1. Filing for probate – 10-day deadline
The very first probate deadline you need to be mindful of in the Florida probate timeline is the 10-day deadline.
This specifies that the individual in possession of the deceased’s last will and testament must file for probate within 10 days from the date of death of the deceased in the same county where the deceased died.
The size of the estate to be probated does not affect these ten days.
2. Granting Letters of Administration
For a representative of the estate to fulfill his duties against the deceased, the probate court will formally recognize them as the executor of the estate.

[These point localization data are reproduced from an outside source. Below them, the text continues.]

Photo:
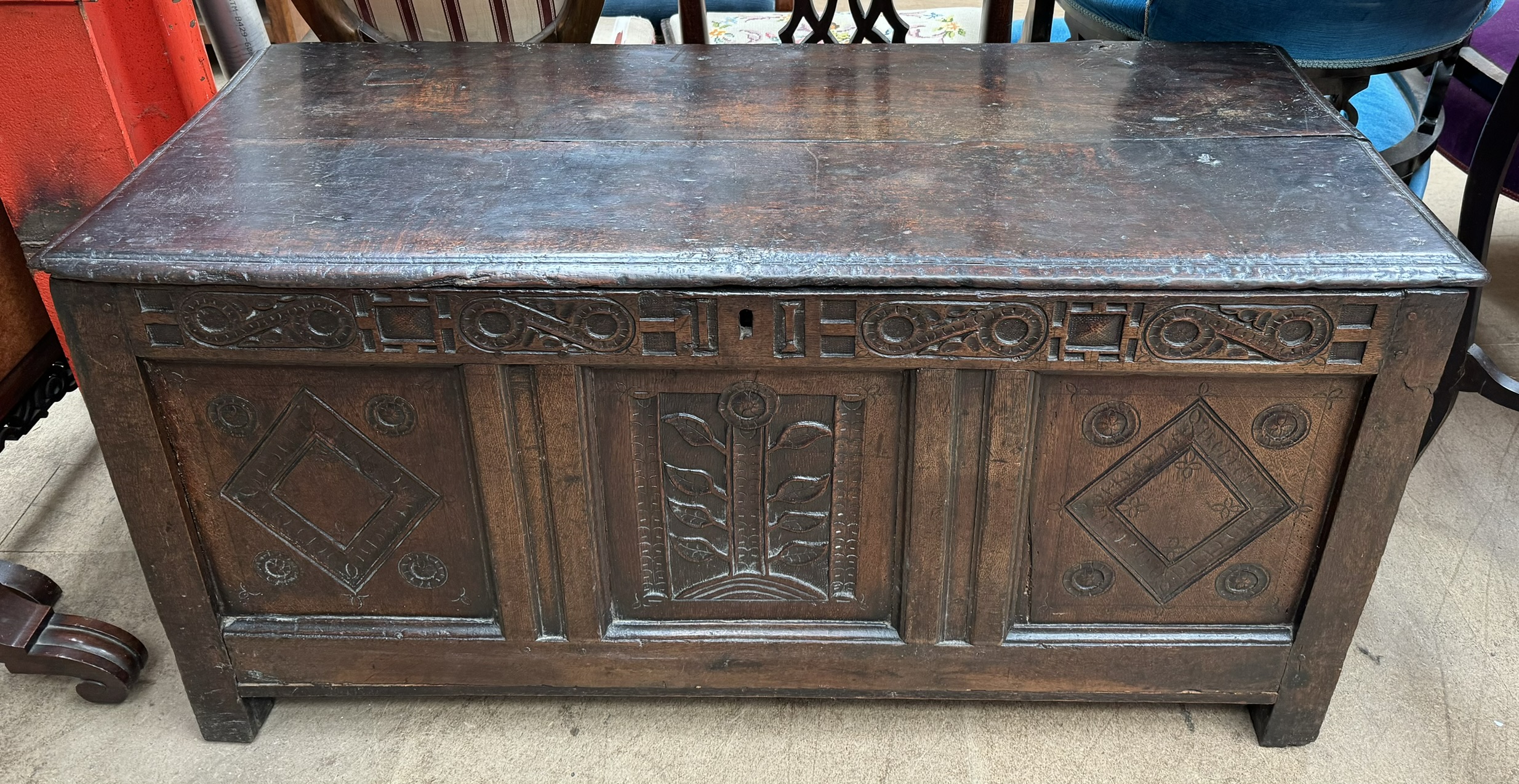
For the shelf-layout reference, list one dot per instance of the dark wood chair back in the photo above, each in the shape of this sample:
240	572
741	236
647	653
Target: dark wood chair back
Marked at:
1469	370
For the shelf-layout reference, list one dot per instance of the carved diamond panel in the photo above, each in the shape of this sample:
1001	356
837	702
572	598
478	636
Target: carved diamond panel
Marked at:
1199	462
1184	493
332	478
310	436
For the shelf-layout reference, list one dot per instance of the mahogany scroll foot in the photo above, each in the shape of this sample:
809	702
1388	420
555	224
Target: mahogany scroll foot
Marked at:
34	640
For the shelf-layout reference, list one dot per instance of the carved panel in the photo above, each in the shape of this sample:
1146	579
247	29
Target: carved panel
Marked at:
345	497
1193	459
749	493
390	499
1193	491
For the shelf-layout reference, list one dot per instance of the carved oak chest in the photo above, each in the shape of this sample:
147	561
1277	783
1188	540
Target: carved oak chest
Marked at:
1082	371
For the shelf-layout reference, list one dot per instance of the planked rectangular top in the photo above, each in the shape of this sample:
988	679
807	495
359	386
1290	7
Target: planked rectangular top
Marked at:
1000	166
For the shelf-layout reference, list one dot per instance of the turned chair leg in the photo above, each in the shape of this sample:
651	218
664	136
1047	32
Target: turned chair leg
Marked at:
34	640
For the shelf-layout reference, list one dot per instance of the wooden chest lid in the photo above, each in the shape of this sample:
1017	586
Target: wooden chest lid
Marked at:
1043	166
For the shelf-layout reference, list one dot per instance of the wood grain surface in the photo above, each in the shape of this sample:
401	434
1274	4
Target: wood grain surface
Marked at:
1102	164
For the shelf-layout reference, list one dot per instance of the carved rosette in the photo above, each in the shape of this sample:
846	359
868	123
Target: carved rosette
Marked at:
277	569
546	324
267	321
1088	579
1241	582
1003	330
1109	425
391	415
233	415
423	570
1241	333
1281	426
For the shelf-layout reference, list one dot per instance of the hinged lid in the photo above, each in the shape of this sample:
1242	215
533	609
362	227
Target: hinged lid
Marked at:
1075	166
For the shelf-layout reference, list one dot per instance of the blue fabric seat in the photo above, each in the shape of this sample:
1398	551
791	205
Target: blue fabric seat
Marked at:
1387	111
1319	34
1387	108
663	10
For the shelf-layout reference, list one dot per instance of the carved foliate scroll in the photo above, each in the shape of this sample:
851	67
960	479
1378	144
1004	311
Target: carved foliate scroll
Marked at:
547	324
1008	330
267	321
748	496
1293	333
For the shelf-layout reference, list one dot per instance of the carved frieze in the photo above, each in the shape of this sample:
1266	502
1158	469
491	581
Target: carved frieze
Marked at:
1238	333
267	321
502	324
1029	327
1006	330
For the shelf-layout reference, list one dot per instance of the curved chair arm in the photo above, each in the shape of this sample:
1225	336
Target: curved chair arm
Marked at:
1480	73
332	20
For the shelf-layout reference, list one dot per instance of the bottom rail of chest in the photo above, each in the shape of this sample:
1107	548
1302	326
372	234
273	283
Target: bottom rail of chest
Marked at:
1244	671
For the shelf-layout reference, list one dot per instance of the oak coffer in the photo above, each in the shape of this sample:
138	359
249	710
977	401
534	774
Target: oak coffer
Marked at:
1057	371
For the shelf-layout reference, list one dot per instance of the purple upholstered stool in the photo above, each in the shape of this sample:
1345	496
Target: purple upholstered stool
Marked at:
1465	110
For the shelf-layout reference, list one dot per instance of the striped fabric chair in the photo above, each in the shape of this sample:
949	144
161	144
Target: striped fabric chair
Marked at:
473	20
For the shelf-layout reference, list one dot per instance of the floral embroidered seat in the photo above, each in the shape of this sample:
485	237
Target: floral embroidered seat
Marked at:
926	26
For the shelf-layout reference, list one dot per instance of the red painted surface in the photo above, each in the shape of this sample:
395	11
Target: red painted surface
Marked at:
90	89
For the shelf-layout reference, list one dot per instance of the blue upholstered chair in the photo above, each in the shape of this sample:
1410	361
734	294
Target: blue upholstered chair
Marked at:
663	10
1384	63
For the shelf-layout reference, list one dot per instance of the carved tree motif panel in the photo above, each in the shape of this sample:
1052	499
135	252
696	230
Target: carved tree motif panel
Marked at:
749	496
329	491
1169	500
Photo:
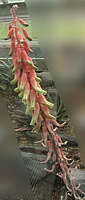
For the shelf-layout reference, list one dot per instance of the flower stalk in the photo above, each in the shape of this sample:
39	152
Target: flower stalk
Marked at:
29	89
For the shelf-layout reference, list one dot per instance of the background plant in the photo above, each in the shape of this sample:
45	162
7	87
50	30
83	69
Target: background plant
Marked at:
33	96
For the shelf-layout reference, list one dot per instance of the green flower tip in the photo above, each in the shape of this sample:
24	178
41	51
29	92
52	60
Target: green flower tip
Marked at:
13	82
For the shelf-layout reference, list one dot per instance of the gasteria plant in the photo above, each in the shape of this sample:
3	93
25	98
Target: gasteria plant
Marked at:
29	89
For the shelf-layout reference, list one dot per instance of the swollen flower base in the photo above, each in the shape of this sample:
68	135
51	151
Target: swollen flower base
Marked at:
29	89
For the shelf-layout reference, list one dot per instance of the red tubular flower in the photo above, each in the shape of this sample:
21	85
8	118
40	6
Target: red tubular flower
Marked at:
12	49
46	112
18	36
22	22
44	133
26	46
26	93
16	77
26	34
42	100
32	95
23	81
25	58
35	114
11	32
32	98
36	88
10	26
18	53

This is done by issuing the letters of Administration. It will take the probate court between one to four weeks to send administrative letters to the estate’s executor.
3. Notifying the Creditors
Once the probate process has begun, the next stage in the Florida probate timeline is for the estate executor to publish a notice to creditors. While there is no clear timeframe for this, the law specifies to do it promptly.
Notices are usually published for 2 weeks.
To avoid delays in the timeline, creditors have 90 days from the date of notice to file their claims.
4. Proving death
Estates executor must provide evidence of the estate holder ‘s death to creditors within 3 months of the issuance of the notice if the probate process is carried out by formal administration or ancillary proceedings.
5. Verified Statement
After notice to creditors, a verified statement is to be submitted before the court within 4 months which states that all creditors who may have a claim against the Estate have been diligently checked for them.
6. The validity of the Will
The probate court has to determine the validity of the will if the deceased left it.
The time it takes to assess the validity of a Will can differ in every situation.
After the estate’s executor has taken the estate into account, they have to file their findings with the court.
All interested parties may dispute this Accounting Notice. Such interested parties then have 30 days to challenge the given accounting.
If the estate’s accounting is contested, the probate process can take a much longer period to come to an end.
When the estate’s assets have been used to settle creditor claims and unpaid taxes, the estate’s executor then helps with the distribution of the estate’s assets.
Once this distribution has occurred the executor must then provide distribution receipts to the court.
This filing must be completed within one year of the letters of administration being issued.
9. Closing the Estate
After all of this is completed, the last step is for the estate executor to apply for the estate’s closure.
This signifies the closure of the probate process once it has been granted.